Volved a ellas y dejadme…
Se interrumpió y se llevó la mano a la boca, tragando saliva
con dificultad. Abrió los ojos, alarmada.
–¿Qué os ocurre? – preguntó él.
Ella se levantó de un salto como un cervatillo y permaneció
de pie descalza, sacudiendo la cabeza y temblando.

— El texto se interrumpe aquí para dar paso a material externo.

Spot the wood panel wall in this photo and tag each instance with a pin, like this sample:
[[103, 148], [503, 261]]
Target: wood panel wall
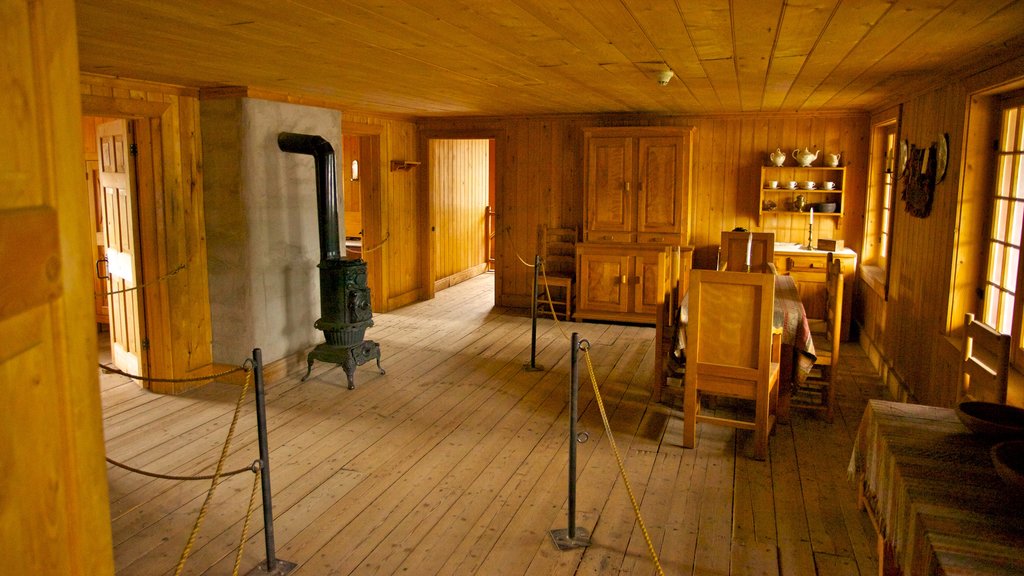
[[539, 177], [392, 213], [171, 219], [914, 335], [459, 178], [54, 512]]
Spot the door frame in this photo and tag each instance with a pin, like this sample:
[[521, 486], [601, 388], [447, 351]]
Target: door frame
[[428, 244], [144, 120], [374, 209]]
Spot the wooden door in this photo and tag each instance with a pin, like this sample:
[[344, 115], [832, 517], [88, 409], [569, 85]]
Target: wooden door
[[650, 285], [99, 283], [54, 512], [610, 200], [121, 246], [659, 183], [603, 280]]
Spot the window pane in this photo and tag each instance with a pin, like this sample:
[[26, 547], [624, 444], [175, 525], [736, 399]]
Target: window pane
[[1008, 141], [995, 259]]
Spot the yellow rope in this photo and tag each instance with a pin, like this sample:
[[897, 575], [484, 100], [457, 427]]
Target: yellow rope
[[141, 286], [622, 466], [216, 479], [607, 430], [508, 233], [245, 525]]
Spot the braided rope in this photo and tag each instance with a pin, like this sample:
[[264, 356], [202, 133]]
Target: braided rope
[[508, 233], [245, 525], [622, 466], [245, 366], [216, 479], [141, 286], [250, 468], [607, 430]]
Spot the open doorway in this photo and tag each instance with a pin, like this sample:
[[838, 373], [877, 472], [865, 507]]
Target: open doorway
[[111, 183], [461, 189]]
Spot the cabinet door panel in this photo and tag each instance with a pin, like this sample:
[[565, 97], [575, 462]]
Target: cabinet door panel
[[609, 200], [601, 282], [649, 285], [660, 186]]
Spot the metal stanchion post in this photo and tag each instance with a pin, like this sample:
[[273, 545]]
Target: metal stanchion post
[[572, 537], [532, 367], [273, 565]]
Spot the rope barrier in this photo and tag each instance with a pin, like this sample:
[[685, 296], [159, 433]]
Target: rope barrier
[[141, 286], [247, 367], [619, 460], [216, 479], [607, 427], [254, 467], [245, 525], [508, 233]]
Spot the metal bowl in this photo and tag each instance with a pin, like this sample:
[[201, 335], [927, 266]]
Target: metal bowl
[[991, 419], [1009, 460]]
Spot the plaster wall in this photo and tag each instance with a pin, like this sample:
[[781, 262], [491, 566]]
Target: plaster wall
[[262, 237]]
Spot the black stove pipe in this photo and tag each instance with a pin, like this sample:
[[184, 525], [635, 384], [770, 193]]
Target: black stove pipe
[[327, 187]]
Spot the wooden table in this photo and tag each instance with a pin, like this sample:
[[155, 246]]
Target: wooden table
[[934, 495]]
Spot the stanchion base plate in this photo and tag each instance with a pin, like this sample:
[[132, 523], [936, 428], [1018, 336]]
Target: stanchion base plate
[[563, 542], [283, 567]]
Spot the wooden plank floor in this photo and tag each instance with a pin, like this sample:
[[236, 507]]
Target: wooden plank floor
[[456, 462]]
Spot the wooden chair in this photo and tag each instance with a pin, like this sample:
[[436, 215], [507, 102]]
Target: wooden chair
[[818, 392], [732, 351], [985, 363], [555, 289], [733, 251]]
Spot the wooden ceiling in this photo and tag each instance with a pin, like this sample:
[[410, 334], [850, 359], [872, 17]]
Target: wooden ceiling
[[442, 57]]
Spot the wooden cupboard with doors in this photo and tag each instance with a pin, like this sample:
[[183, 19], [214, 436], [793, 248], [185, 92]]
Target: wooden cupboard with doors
[[636, 189]]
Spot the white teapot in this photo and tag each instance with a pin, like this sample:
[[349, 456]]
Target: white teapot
[[805, 158]]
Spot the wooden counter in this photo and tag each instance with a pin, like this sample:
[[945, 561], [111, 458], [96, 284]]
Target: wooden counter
[[808, 266], [934, 495]]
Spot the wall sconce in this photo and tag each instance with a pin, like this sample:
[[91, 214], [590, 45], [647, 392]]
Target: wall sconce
[[402, 165]]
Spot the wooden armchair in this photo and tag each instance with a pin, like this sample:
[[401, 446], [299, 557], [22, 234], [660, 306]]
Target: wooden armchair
[[733, 251], [985, 365], [557, 249], [818, 392], [731, 351]]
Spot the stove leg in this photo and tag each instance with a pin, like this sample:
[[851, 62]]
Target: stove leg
[[309, 366]]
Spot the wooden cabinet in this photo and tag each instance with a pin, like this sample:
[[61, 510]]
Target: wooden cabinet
[[636, 183], [809, 270], [622, 283], [781, 184]]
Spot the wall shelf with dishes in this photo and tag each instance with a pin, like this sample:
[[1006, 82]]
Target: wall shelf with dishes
[[795, 190]]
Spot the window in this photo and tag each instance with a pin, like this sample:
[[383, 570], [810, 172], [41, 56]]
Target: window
[[1000, 309], [886, 179], [882, 175]]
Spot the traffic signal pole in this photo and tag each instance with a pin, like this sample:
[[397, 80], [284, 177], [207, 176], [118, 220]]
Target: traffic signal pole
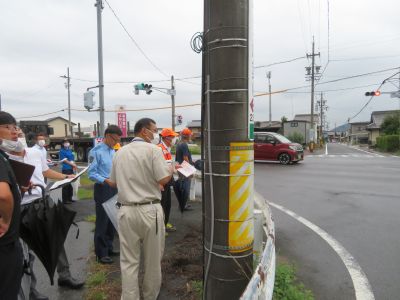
[[173, 102], [228, 174], [99, 6]]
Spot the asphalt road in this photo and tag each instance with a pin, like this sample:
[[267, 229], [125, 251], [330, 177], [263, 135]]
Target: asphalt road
[[352, 195]]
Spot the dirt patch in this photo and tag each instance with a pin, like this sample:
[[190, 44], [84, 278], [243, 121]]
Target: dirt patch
[[182, 266]]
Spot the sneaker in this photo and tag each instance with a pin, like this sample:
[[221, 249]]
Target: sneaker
[[170, 228]]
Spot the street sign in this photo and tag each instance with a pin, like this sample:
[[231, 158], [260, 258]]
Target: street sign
[[395, 94]]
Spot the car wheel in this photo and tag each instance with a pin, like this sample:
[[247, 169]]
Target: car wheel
[[284, 158]]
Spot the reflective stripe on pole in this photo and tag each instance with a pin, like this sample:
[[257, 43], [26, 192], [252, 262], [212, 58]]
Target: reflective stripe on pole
[[241, 193]]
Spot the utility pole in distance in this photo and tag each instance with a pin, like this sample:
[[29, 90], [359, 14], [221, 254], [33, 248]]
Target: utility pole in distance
[[173, 102], [269, 90], [314, 69], [67, 86], [99, 6], [228, 173]]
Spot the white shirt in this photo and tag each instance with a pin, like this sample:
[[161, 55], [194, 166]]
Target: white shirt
[[35, 158], [42, 150]]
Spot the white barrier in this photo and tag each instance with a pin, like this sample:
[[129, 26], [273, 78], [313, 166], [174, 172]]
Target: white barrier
[[261, 285]]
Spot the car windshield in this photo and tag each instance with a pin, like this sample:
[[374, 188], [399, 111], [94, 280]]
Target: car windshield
[[282, 139]]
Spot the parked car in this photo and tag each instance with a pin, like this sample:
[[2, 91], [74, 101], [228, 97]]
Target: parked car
[[270, 146]]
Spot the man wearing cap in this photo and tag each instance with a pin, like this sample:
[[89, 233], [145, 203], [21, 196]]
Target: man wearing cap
[[168, 139], [183, 154], [10, 199], [138, 170]]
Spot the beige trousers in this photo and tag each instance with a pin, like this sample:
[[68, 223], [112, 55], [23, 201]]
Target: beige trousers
[[137, 224]]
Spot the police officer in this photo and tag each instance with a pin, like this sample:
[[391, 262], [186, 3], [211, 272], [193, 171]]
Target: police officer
[[10, 198], [100, 159], [168, 139]]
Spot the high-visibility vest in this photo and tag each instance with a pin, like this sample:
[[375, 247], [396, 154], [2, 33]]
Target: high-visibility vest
[[166, 153]]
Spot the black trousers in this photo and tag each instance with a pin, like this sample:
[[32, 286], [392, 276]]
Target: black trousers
[[10, 270], [67, 191], [166, 201], [104, 231]]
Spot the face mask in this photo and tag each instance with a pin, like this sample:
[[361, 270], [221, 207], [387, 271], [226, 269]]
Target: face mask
[[41, 143], [156, 139], [23, 142], [12, 146]]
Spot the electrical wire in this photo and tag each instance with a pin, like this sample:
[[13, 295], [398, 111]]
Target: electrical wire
[[41, 115], [134, 41]]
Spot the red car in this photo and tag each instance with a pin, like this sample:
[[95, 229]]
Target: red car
[[275, 147]]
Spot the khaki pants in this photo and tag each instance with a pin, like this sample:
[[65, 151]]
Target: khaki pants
[[137, 224]]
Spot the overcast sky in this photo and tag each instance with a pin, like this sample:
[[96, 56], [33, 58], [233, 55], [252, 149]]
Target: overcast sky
[[41, 38]]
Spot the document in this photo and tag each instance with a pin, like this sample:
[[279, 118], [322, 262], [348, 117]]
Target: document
[[63, 182], [187, 169]]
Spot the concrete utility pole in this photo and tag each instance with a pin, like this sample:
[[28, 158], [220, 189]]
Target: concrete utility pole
[[67, 86], [312, 55], [269, 90], [99, 6], [228, 153], [173, 102]]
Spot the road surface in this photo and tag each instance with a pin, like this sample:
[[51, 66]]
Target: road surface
[[352, 195]]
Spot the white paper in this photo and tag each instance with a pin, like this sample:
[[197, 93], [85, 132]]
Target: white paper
[[186, 169], [59, 183]]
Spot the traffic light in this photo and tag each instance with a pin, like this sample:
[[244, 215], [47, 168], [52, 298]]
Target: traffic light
[[147, 88], [373, 93]]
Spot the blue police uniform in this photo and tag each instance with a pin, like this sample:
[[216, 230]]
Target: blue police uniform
[[100, 159]]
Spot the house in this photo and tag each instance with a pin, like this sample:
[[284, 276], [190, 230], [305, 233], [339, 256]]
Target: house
[[374, 126], [357, 133], [59, 125], [265, 126], [297, 127], [307, 117], [195, 127]]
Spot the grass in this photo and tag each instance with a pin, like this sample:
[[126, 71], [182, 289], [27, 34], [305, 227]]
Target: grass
[[287, 286]]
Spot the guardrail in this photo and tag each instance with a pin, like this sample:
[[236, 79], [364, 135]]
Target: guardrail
[[261, 285]]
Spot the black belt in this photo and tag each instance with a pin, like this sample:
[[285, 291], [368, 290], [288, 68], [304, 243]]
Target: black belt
[[119, 204]]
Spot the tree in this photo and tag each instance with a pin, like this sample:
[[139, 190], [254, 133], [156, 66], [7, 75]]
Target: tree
[[391, 124]]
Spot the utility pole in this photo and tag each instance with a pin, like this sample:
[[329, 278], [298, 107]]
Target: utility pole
[[228, 152], [314, 69], [269, 90], [99, 6], [173, 102], [67, 86]]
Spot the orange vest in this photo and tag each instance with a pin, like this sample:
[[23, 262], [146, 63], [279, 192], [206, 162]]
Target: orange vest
[[166, 153]]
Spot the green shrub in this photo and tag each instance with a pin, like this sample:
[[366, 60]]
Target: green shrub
[[388, 143], [296, 137], [286, 287]]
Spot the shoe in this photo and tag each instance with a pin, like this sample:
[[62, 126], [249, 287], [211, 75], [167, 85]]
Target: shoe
[[170, 228], [71, 283], [113, 253], [35, 295], [105, 260]]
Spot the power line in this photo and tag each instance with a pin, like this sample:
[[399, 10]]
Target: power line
[[41, 115], [134, 41]]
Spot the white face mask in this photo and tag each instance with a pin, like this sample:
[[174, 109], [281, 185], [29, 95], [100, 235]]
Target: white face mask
[[156, 139], [41, 143], [12, 146]]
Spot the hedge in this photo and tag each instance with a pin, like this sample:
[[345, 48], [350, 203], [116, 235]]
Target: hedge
[[389, 143]]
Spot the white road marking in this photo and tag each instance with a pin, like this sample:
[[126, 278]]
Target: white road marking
[[361, 284]]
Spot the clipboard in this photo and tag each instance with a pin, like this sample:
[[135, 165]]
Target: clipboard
[[22, 171]]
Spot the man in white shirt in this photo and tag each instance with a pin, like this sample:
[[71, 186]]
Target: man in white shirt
[[34, 157]]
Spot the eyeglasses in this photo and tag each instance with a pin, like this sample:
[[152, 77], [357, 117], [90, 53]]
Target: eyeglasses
[[10, 127]]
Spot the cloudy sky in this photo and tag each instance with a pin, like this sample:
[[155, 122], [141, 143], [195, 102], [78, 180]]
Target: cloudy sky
[[41, 38]]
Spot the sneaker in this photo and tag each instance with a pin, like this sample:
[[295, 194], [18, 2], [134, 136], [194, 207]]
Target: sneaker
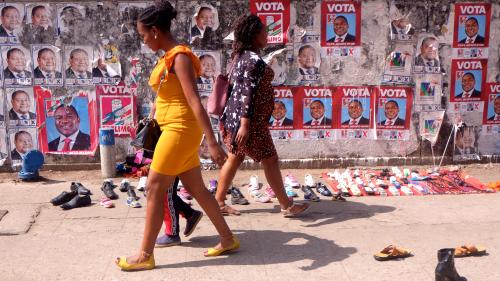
[[107, 189], [292, 181], [142, 184], [309, 181], [167, 241], [124, 185], [309, 194], [237, 197], [192, 222]]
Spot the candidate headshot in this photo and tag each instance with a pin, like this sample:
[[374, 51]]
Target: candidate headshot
[[279, 115], [468, 83], [340, 27], [355, 110], [496, 109], [47, 67], [21, 105], [70, 137], [428, 53], [317, 111], [391, 110], [78, 65], [11, 20], [471, 32], [307, 60], [16, 64], [208, 66], [23, 142]]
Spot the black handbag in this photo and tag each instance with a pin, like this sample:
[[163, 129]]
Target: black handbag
[[147, 135]]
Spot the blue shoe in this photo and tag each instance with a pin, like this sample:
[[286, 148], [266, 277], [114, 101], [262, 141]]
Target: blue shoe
[[167, 241]]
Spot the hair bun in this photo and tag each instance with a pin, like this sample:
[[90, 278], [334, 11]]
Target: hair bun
[[166, 8]]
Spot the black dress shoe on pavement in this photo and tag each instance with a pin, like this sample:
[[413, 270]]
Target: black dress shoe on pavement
[[107, 189], [63, 198], [192, 222], [76, 202], [237, 197]]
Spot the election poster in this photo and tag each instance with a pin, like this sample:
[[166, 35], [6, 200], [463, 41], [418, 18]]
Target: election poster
[[22, 141], [393, 112], [16, 61], [47, 65], [430, 125], [276, 17], [398, 65], [355, 116], [69, 121], [20, 106]]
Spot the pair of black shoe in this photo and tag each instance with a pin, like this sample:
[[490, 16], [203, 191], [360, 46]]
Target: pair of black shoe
[[79, 196]]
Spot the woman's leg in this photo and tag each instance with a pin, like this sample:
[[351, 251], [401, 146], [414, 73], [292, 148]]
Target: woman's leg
[[193, 181]]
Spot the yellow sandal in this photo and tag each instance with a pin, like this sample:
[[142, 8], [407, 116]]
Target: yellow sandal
[[145, 265], [213, 252]]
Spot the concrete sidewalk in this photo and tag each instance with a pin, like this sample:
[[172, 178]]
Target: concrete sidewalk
[[334, 241]]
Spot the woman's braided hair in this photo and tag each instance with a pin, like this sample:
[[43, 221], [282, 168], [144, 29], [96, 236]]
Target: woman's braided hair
[[245, 28], [160, 15]]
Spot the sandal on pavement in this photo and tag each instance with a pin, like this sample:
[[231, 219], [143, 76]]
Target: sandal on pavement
[[145, 265], [469, 250], [213, 252], [392, 252]]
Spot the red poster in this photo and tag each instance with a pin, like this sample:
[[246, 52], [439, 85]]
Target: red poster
[[313, 108], [393, 112], [468, 78], [492, 106], [67, 124], [472, 25], [340, 23], [275, 14]]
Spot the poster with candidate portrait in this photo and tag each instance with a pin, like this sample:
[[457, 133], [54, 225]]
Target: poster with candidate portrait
[[11, 28], [78, 65], [354, 117], [340, 23], [22, 141], [210, 68], [70, 120], [393, 112], [16, 62], [276, 17], [20, 106], [47, 65]]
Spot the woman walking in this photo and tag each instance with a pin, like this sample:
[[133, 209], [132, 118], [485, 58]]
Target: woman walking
[[245, 121], [183, 121]]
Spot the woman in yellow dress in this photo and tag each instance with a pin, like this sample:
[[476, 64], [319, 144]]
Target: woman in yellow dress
[[183, 120]]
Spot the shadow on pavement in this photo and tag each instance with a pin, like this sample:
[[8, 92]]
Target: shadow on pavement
[[263, 247]]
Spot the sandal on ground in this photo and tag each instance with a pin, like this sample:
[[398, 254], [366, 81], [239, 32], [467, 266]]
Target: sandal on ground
[[213, 252], [145, 265], [295, 210], [392, 252], [226, 210], [469, 250]]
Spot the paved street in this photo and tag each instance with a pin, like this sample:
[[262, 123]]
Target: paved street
[[334, 241]]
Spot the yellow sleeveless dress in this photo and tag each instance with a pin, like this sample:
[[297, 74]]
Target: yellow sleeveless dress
[[177, 149]]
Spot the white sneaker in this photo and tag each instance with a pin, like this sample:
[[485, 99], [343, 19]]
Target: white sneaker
[[309, 181]]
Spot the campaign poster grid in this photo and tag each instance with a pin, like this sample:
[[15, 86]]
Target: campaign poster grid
[[276, 17]]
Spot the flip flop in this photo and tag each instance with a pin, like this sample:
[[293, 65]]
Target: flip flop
[[392, 252], [469, 250]]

–Maldita sea, Geneviève, no…
–¡Por favor! ¡Por favor, dejadme sola unos
minutos!
Él se levantó intrigado. Se la veía muy frágil, temblorosa y
con la piel aún más cenicienta. Hermosa y delicada… Poco a poco
empezó a comprender y se acercó a Geneviève como en un sueño. Ella
exclamó algo y trató de eludirlo, pero no tenía escapatoria. Él la
sujetó y le rasgó el camisón con frialdad. Colocó las manos sobre
sus senos y advirtió que pesaban más, se le marcaban las diminutas
líneas azules de las venas y tenía los pezones más anchos y
oscuros…
Le puso bruscamente una mano en el vientre, y ella se debatió
como una yegua salvaje capturada.
–¡Maldita sea! – exclamó ella-. ¡Dejadme! Estoy
mareada…
Un horrible frío invadió a Tristán, como si una espada helada
le atravesara el corazón. Ante sus ojos desfilaron imágenes de
sangre y muerte…
–¡Dios mío, podría retorcer vuestro encantador
cuello!
Geneviève jamás lo había oído hablar con tal estremecedora
cólera y se quedó absolutamente perpleja. Ella era la parte
perjudicada, la que padecía mareos cada mañana y sabía que la vida
nunca volvería a ser igual, que la excluirían de la sociedad, que
sus sueños de futuro habían muerto.
–¡Maldita sea! – exclamó en voz baja-. ¡No fue culpa
mía!
Él se limitó a mirarla, completamente anonadado. Ella no
sabía cómo reaccionaría él, pero no se esperaba aquello. Había
imaginado que tal vez le divertiría la noticia, que se reiría. Pero
estaba furioso. La miraba con ojos fríos como la muerte y tan
llenos de odio que ella volvió a maldecirlo, presa del
pánico.
–¡No os preocupéis, no es asunto vuestro! – Seguía mirándola
tan fijamente que, impotente, dijo lo primero que le pasó por la
cabeza-: ¡Puedo desaparecer! ¡Puedo deshacerme de él! ¡Existen
maneras…!
Él la abofeteó con tanta rabia que Geneviève cayó de rodillas
al suelo. Gritó cuando él la sujetó por los
hombros.
–No volváis a repetir eso. ¡Nunca! No hay nada que hacer,
¿entendido? Por el amor de Dios, si os deshacéis de él, juro que os
enteraréis de lo cruel que puede ser el mundo. ¡Os arrancaré la
piel a tiras!
Bruscamente la dejó caer al suelo, con los ojos más oscuros
que la boca del infierno, y se marchó.